As the Concordia research revealed, we traditionally view the mentoring relationship as one in which all of the value goes to the (often) junior colleague who is receiving advice and support from a senior peer. Just as they found that mentoring provides key leadership value to the mentors themselves, so too did the Michigan research reveal a widespread series of benefits to both the mentors themselves and society more broadly.

“We’re hoping that if we encourage more women mentoring men, maybe we can generate more empathy, more cooperation and just more willingness to see each other as people and to work for everybody’s success,” the researchers explain.

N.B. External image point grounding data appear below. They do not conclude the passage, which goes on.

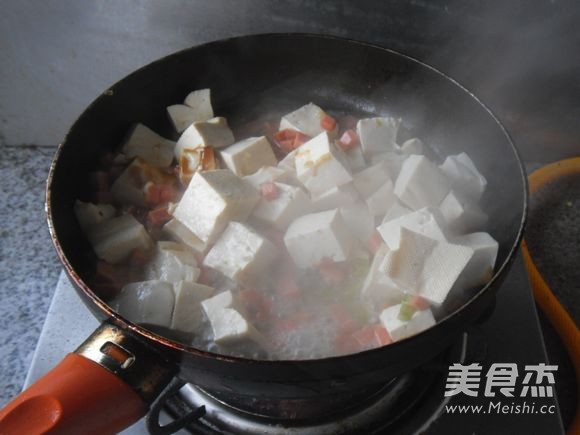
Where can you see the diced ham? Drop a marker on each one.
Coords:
(348, 140)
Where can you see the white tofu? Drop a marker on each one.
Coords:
(229, 327)
(266, 174)
(380, 201)
(464, 176)
(314, 237)
(241, 253)
(427, 222)
(182, 116)
(358, 220)
(320, 165)
(147, 302)
(356, 159)
(172, 262)
(370, 179)
(211, 200)
(398, 329)
(291, 203)
(306, 120)
(396, 211)
(378, 288)
(393, 162)
(335, 197)
(218, 302)
(479, 270)
(421, 184)
(211, 133)
(377, 134)
(461, 215)
(200, 101)
(145, 143)
(412, 146)
(249, 155)
(187, 313)
(442, 269)
(114, 239)
(181, 233)
(88, 214)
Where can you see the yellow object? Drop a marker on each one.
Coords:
(558, 316)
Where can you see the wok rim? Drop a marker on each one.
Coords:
(169, 344)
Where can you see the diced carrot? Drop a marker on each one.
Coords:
(287, 288)
(348, 140)
(158, 217)
(419, 303)
(166, 193)
(288, 139)
(332, 273)
(372, 336)
(382, 335)
(375, 242)
(345, 322)
(328, 123)
(269, 191)
(138, 257)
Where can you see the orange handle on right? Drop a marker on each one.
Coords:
(77, 396)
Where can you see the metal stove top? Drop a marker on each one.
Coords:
(511, 334)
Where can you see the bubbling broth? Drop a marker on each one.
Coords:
(310, 236)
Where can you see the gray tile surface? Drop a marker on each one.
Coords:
(29, 267)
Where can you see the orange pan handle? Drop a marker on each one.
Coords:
(102, 388)
(78, 395)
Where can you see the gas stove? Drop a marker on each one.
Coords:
(412, 403)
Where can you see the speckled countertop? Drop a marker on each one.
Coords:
(29, 267)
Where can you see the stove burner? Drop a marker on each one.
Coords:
(386, 405)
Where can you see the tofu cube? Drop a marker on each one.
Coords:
(396, 211)
(187, 313)
(377, 134)
(200, 101)
(399, 329)
(320, 165)
(393, 162)
(266, 174)
(461, 215)
(114, 239)
(214, 133)
(426, 266)
(307, 119)
(358, 220)
(412, 146)
(317, 236)
(370, 179)
(356, 159)
(229, 327)
(172, 262)
(379, 289)
(147, 302)
(421, 184)
(88, 214)
(335, 197)
(249, 155)
(290, 203)
(479, 270)
(241, 253)
(181, 233)
(211, 200)
(151, 147)
(427, 221)
(464, 176)
(382, 199)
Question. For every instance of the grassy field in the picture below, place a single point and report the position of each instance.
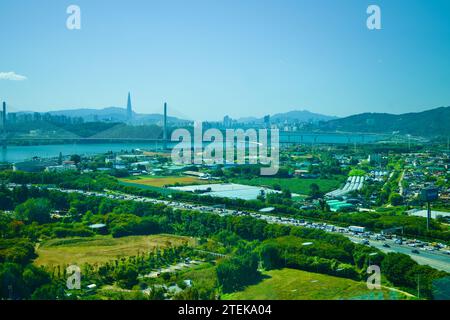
(155, 181)
(290, 284)
(295, 185)
(100, 249)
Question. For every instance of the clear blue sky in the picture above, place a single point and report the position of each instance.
(209, 58)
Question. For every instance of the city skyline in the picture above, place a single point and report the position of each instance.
(208, 60)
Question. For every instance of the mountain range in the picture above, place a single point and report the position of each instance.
(429, 123)
(434, 122)
(113, 114)
(291, 116)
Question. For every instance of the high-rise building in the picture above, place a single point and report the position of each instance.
(129, 108)
(4, 117)
(165, 122)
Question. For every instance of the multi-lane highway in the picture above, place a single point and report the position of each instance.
(436, 259)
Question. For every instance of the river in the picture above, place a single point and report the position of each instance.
(21, 153)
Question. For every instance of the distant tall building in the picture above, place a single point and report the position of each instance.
(165, 122)
(227, 121)
(129, 108)
(267, 121)
(4, 117)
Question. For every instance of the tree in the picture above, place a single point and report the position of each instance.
(395, 199)
(75, 158)
(34, 210)
(314, 190)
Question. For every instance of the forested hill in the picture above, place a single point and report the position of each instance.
(430, 123)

The authors highlight how while the #MeToo movement has brought many things regarding sexual harassment out into the open, it has also led many men to shy away from working with women. They believe that #MeToo has significantly helped to raise awareness of inequality at work, but it hasn't done much to actually change things.

Cooperative interactions

The research revolves around a concept the researchers refer to as "cooperative interaction", which requires all parties to be willing to be engaged with the ideas of other people. This, the researchers believe, is therefore crucial to getting the kind of diverse teams that have been so well documented to boost innovation, productivity, and creativity.

The paper highlights that the benefits of mentorship for women has been widely explored, but they worry that there comes a point when women simply run out of people senior to them who can mentor them. At that point, you're kind of on your own.

The idea is that women who have climbed to senior roles could then mentor more junior men within their organization. Through this, they could help to share leadership behaviors that are non-gender specific, all the while giving the men the opportunity to work with senior women, learning about their working style and even the kind of barriers women face at work.

Starting from a low base

Such mentoring relationships are not, however, common, but the authors highlight the work being done at the corporate mentoring firm Menttium who have been making these cross-gender mentoring pairings in a pilot experiment.

Early evidence from these experiments suggests that they're working, with the participants revealing that they're gaining a significant amount from the program. Indeed, many of the men have said they have gained a new awareness of what women go through at work.

Obviously, one particular barrier to achieving this kind of arrangement is the lack of women in senior leadership positions. Adding mentoring to what is likely to be a full plate might also stretch them very thin.

Online or offline

We're also in a strange place with regards to the pandemic, with many teams working remotely. Research a few years ago from UC Berkeley’s Haas School of Business found that mentoring tended to work best for women when it was conducted face-to-face rather than online.

Granted, the study was primarily looking at the traditional mentoring relationship of a low-status woman being mentored by a higher-status colleague, through which the visibility face-to-face encounters provided proved valuable, but the findings do nonetheless remind us that the current period does require us to think of the implications of our new ways of working.

Research published last year by Cambridge's Judge Business School highlights the importance of the right gender mix in our organizations.

“In sum, the equal infusion of men’s and women’s social-role proclivities in top management teams, enabled by gender diversity, will foster psychological safety that characterises both mutual trust and support, and interpersonal risk-taking to openly speak up,” they explain.

A second study from the school also shows that these gender diverse teams are also strong during a crisis, with the psychological safety mentioned in the previous paper also proving hugely important during the kind of crises we're experiencing today.

With mentoring also appearing to boost that awareness and psychological safety, it's perhaps time for organizations to encourage and even prioritize the kind of mentoring relationships outlined by the Michigan team. We all might be better for it.